In my work I explore the dynamics that exist between the processes of sculpture and printmaking and the rhythms and contrasts between materials and textures. I have been investigating medieval art and culture, especially systems of remembrance, and many of my works are a response to the interrelationships among myth, journey, metaphor, music, object, and memory.

I have explored in many other works Greek and European myths concerning Arachne, weaving, and various stories concerning the origins of the world. I am attracted to such mythic themes – their endurance and broad appeal across language and culture.

This work was made during the years before and after I turned forty. I asked a number of friends and acquaintances to donate a pair of socks – each pair was then cut and re-sewn into a miniature sweater.


Rupert Nesbitt

This image is from a series focusing on believable yet entirely imaginary spaces created using digital 3D software. In this example, electricity and data are used as an analogy for the more esoteric concepts of energy and experience. Those elements are a continuum, and the meter functions as an observer noting an arbitrary point within the flow.


Anni Abbi

Forty, as in the 40s, was, purportedly, when the Hardly Hard Business Dress: the dress to get hired in and the dress to get fired for (pattern) was created – to give credence to feminine inclinations by imploring business to implement tenderness, leniency, mercy, and conciliation. The Hardly Hard gives women the unique opportunity to redress themselves and the business work ethic by softening the hard construct of American business, whose worst fear is "going soft."


B. Lynch

The stories of Western Civilization continue to live and be reinvigorated through the centuries. They have embedded themselves cunningly into our unanalyzed selves. I seek to re-examine them critically, to see their essential truths in the light of our own particular predicaments.

Venus, the goddess of love and beauty, obsesses over her looks. The traditional voyeurism of naked Venus paintings is emphasized by the keyhole viewpoint.

Fortuna, goddess of fortune and Roman emperors, carelessly bounces the world as her plaything. Her consort is a snake, which she, conversely to Eve, feeds an apple.


Lori Brown

I am both an architect and an artist. I started using collage in graduate school for architecture as a tool to explore three-dimensional space using various purchased and found paper inherently connected to the sight of exploration.
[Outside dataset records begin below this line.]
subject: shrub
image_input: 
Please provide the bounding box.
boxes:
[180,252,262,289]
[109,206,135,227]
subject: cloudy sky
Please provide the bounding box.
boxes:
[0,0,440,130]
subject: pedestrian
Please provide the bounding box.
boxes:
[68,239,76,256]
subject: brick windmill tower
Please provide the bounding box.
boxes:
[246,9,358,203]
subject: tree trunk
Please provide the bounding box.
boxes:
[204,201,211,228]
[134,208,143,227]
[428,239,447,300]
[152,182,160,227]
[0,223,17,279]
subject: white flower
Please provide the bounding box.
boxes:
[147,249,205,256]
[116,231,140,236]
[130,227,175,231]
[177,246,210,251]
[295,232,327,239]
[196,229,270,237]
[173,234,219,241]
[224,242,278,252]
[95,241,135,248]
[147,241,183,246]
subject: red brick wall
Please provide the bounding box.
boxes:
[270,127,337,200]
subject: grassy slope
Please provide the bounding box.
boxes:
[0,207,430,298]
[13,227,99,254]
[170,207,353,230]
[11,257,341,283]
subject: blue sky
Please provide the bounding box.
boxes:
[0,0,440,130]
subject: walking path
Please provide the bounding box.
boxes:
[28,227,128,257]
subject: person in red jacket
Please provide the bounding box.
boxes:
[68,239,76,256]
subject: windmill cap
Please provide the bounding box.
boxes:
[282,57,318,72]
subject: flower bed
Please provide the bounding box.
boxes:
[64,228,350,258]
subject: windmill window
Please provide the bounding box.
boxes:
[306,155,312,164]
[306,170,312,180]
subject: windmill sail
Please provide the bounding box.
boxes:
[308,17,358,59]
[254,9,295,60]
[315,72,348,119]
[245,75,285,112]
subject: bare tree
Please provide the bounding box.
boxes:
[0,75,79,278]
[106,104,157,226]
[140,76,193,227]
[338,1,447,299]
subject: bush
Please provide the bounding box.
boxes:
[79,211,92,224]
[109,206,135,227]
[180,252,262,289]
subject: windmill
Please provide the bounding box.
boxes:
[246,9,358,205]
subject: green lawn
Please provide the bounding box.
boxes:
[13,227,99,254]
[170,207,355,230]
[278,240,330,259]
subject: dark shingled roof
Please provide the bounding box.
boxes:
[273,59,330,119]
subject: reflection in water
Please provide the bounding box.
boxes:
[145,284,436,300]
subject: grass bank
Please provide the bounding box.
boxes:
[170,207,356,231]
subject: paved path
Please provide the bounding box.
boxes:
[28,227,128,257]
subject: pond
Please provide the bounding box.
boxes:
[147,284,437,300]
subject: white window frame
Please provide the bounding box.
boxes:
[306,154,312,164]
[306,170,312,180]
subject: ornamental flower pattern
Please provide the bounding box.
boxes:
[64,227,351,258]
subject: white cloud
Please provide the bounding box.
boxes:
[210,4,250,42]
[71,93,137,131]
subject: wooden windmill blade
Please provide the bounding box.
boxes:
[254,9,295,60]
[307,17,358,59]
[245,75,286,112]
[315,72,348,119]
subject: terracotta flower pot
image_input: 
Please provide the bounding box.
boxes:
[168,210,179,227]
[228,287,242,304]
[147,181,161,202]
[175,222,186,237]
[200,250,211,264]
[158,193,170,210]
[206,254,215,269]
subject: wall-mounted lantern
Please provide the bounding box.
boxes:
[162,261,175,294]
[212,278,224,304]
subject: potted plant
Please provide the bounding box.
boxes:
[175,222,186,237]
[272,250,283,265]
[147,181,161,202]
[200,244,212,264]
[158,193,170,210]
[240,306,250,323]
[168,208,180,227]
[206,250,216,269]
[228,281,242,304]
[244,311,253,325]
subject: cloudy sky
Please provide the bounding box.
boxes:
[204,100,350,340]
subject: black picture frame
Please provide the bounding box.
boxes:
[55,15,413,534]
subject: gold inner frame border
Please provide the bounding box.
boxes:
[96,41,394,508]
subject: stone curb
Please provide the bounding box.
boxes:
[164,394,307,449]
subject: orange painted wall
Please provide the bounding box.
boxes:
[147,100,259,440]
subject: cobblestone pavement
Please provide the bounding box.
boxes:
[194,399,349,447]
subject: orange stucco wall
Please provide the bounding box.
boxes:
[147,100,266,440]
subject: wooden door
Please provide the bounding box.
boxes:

Moving beyond the purely architectural, the collections of paper and various things from my daily life have become a marker of time and events. Working in series, the pieces catalog days, months, sometimes years.


Sherrill Hunnibell

Collage has always been a strong factor in my work. Quite simply, I like the physical process and appreciate the intuitive discoveries that layering encourages. It's a bit like reverse archeology – with surfaces being repeatedly layered and excavated – resulting in a unique documentation of transition in time, space, and circumstance.